Beitrag von Jochen Gebauer »

Felidae hat geschrieben: 5. Mai 2021, 17:40Und @Jochen: In meinen Augen ist das der Grund, DASS "Anno" für den Umgang mit der Thematik kritisiert wird. Wie Dom es auch im Podcast gesagt hat: So, wie "Anno 1800" das macht, ist es cherry-picking. Ich schrieb ja weiter vorn schon, dass die klassischen Siedler (also 2, 3, 4, NG) so Problematiken von vornherein dadurch umschifft haben, dass sie zwar reale Völkernamen nutzen, ansonsten aber völlig klar in einer Fantasy-Welt unterwegs sind. Zack, Problem gelöst.

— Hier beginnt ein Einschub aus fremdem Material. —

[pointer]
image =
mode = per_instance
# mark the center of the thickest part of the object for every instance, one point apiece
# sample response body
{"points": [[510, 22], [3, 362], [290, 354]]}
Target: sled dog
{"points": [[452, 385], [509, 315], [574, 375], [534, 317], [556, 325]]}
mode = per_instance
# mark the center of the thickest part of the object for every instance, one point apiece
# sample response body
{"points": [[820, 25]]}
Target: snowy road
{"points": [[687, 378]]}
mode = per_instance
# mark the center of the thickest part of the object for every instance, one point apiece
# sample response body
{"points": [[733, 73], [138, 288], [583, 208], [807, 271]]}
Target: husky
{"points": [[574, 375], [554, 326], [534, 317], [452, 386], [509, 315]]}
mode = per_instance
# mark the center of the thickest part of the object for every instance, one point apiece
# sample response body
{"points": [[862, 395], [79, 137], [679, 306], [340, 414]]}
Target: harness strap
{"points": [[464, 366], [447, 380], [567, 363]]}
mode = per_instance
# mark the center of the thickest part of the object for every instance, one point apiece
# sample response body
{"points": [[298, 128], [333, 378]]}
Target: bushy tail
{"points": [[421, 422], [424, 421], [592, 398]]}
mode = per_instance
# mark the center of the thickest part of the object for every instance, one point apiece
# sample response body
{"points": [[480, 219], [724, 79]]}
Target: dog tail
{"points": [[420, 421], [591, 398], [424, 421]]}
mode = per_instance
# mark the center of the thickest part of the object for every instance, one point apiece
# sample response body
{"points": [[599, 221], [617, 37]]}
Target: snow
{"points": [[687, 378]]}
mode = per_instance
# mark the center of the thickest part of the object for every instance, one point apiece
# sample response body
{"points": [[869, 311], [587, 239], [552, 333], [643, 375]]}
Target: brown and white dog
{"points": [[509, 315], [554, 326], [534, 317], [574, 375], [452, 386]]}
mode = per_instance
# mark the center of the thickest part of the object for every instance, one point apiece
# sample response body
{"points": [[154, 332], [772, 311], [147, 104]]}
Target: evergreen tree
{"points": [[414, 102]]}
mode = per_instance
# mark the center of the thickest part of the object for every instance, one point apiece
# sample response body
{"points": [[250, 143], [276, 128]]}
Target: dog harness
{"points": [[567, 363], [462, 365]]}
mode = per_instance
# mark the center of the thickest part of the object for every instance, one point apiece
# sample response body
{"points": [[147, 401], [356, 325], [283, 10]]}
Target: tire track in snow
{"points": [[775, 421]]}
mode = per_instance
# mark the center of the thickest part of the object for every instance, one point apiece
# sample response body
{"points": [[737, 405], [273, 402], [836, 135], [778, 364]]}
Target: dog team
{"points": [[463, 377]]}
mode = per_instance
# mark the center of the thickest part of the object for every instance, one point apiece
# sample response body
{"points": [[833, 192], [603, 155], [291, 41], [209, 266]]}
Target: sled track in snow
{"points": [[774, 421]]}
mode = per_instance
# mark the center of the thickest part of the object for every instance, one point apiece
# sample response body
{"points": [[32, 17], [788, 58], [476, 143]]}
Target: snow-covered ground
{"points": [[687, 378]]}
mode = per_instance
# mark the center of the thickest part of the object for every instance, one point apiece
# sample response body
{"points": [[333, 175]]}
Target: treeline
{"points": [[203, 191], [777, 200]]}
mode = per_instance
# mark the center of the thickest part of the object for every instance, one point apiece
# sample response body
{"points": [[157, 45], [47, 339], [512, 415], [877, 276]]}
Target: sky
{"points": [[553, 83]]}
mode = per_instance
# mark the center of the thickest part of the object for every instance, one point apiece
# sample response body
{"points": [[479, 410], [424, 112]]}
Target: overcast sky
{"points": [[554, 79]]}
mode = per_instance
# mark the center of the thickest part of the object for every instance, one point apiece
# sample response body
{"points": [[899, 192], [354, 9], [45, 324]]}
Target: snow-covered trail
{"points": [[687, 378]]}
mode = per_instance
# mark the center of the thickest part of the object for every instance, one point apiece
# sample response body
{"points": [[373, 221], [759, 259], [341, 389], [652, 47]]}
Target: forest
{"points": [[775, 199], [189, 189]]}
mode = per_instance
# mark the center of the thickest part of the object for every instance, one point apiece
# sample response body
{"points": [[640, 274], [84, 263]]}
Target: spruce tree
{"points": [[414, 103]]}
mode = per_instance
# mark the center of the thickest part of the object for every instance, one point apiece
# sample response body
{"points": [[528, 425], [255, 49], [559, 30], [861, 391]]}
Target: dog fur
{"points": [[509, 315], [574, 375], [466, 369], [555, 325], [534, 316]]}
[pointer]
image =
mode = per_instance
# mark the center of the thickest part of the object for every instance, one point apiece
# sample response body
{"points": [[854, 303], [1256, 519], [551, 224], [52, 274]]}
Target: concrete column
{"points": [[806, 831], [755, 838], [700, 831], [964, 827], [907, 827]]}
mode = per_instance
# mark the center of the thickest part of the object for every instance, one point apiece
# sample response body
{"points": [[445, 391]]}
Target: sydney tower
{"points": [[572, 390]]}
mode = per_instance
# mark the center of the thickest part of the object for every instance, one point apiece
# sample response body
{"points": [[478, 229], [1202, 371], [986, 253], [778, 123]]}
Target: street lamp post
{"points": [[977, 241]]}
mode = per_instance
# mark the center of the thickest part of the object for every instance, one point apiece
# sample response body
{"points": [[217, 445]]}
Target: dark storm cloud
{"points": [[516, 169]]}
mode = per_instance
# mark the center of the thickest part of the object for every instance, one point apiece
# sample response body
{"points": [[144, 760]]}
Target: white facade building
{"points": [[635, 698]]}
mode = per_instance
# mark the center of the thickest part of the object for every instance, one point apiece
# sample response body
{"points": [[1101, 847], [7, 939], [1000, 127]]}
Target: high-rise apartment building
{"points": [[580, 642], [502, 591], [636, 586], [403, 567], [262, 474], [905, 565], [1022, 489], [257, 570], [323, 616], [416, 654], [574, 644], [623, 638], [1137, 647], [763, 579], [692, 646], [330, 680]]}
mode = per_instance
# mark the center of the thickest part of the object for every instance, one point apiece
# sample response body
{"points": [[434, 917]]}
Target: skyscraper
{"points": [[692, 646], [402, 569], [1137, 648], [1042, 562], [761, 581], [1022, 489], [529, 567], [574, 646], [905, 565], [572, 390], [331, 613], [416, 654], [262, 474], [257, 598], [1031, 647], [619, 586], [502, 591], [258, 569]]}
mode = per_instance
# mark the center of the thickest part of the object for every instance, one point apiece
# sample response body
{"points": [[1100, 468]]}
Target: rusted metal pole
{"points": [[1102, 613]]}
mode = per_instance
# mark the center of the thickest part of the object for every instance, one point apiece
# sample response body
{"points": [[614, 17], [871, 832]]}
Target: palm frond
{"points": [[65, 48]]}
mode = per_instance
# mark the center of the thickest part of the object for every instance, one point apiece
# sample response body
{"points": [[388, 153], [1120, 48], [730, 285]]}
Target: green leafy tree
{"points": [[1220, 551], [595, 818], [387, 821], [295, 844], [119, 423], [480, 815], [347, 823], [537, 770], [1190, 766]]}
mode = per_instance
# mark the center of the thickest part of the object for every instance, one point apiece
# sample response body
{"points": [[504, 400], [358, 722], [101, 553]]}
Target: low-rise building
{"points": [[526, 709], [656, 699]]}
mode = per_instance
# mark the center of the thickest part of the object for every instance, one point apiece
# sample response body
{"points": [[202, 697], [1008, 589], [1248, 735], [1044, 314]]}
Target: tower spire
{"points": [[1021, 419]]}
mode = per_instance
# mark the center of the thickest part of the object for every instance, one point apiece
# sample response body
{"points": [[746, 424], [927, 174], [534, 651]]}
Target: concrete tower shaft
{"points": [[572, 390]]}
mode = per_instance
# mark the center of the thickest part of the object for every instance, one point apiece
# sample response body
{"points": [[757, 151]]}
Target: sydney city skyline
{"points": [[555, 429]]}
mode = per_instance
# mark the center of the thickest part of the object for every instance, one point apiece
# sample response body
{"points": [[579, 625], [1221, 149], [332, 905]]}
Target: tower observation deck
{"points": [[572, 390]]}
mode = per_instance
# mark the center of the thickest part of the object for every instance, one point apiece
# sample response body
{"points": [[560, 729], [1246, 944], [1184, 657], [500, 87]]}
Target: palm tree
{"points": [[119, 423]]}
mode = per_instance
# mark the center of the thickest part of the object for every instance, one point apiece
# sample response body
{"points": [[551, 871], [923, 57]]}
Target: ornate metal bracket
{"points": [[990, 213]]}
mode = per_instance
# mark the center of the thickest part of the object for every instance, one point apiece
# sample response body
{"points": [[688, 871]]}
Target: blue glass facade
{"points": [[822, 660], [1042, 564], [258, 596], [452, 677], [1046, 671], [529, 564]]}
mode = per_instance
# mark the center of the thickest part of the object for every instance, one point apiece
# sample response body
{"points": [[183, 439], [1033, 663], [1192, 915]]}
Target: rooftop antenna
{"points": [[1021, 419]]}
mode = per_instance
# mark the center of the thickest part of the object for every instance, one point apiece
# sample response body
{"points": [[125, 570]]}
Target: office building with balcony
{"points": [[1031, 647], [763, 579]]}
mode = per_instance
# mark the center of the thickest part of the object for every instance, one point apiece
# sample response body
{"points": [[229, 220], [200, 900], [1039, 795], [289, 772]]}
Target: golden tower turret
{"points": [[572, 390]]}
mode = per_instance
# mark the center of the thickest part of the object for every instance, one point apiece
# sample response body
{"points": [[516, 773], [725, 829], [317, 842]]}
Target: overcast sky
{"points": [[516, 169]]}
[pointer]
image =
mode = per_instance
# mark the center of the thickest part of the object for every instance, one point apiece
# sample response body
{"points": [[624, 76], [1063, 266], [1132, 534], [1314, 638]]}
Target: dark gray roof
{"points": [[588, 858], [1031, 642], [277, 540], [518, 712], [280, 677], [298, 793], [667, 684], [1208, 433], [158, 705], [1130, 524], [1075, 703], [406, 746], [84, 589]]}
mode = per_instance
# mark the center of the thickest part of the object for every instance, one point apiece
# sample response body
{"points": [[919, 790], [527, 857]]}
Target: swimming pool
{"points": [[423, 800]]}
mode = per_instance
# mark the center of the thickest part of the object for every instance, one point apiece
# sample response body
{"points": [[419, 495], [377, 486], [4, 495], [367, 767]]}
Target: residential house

Das stimmt. Ich sage ja auch nicht, dass Ubisoft hier keine cherries pickt. Das tun sie sicherlich. Ich halte dieses Problem aber für ein theoretisches und konstruiertes. Denn ich sehe weiterhin kein gutes Argument dafür, dass irgendwer ernsthaft auf die Idee kommen könnte, es habe keine Sklaverei gegeben, bloß weil Anno 1800 sie nicht thematisiert. Und darum geht's doch in der ganzen Diskussion - und eben nicht darum, dass das Marketing tut, was Marketing halt oft tut, nämlich, nun ja, lügen. Weil wenn's darum ginge, dann sind wir uns bestimmt auch wieder schnell alle einig.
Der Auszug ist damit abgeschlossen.